Cancún: les vrais perdants sont les pauvres

Le Directeur général, M. Supachai Panitchpakdi, a écrit dans l'édition du 18 septembre 2003 de l'International Herald Tribune, que l'avenir de questions commerciales porteuses d'avantages potentiels pour les pays en développement, comme l'ouverture des marchés aux produits manufacturés, aux services et aux produits agricoles, était incertain, parce qu'un accord n'avait pas été réalisé à Cancún. Il a ajouté qu'il s'emploierait immédiatement à trouver les moyens de faire avancer le processus engagé à l'OMC.

Texte de l'article

CANCÚN, Mexique: La Conférence ministérielle décevante qui s'est achevée ici dimanche aura de nombreuses répercussions, mais les plus importantes seront malheureusement celles qui toucheront les pays pauvres.

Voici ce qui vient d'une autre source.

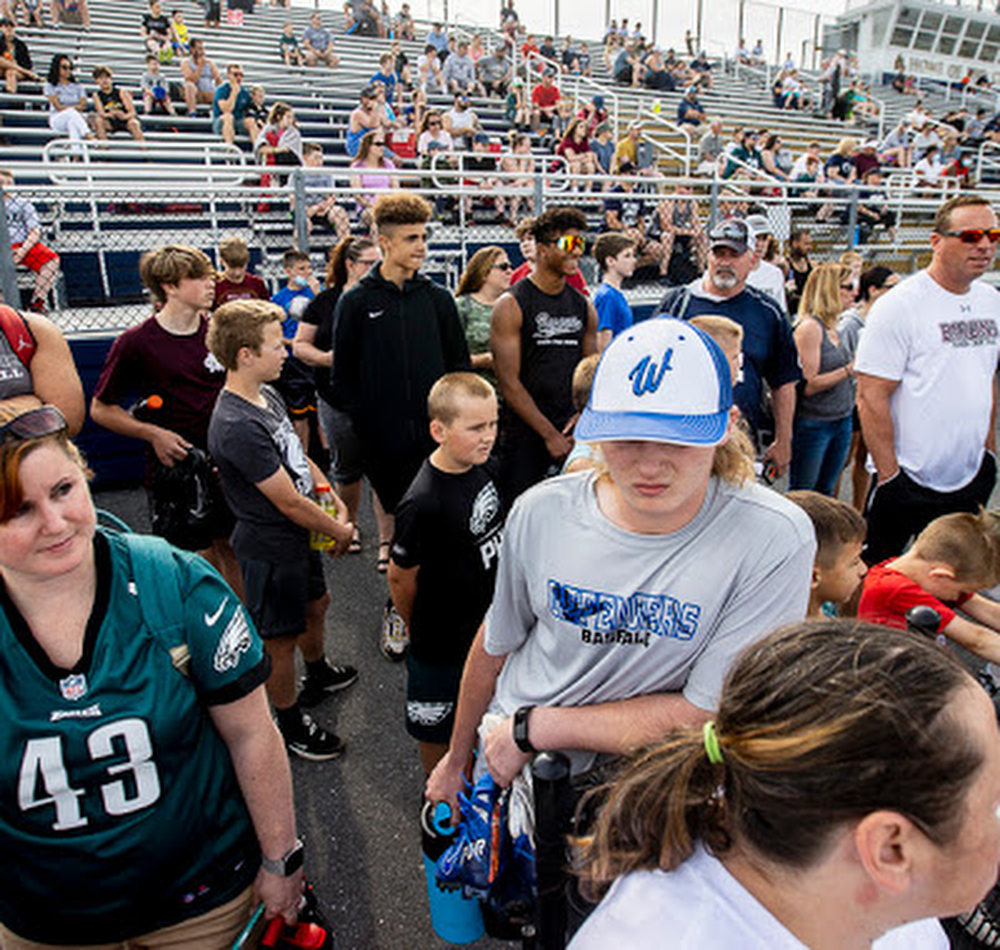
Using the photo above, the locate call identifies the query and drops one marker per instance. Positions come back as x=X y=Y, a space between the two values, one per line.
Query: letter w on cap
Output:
x=646 y=376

Il y a deux ans, dans la capitale du Qatar, les Ministres du commerce sont convenus d'entreprendre des négociations commerciales globales structurées par ce que l'on appelle le Programme de Doha pour le développement, dans lequel la question du développement est au centre des préoccupations. Il est largement reconnu aujourd'hui que, dans tout programme de développement, le commerce est un élément d'une importance vitale, dans la mesure où il peut apporter aux pays en développement des avantages plusieurs fois supérieurs à toute l'aide au développement qu'ils reçoivent.

L'ouverture des marchés aux produits manufacturés, aux services et aux produits agricoles, peut être décisive pour la croissance et le développement économiques au niveau mondial. Nous devrons, sans aucun doute, veiller à ce que le cycle de négociations en cours aboutisse à un résultat équilibré. Mais il est indispensable aussi que les négociations apportent davantage aux pays en développement qu'ils n'ont reçu, par le passé, des cycles de négociations commerciales.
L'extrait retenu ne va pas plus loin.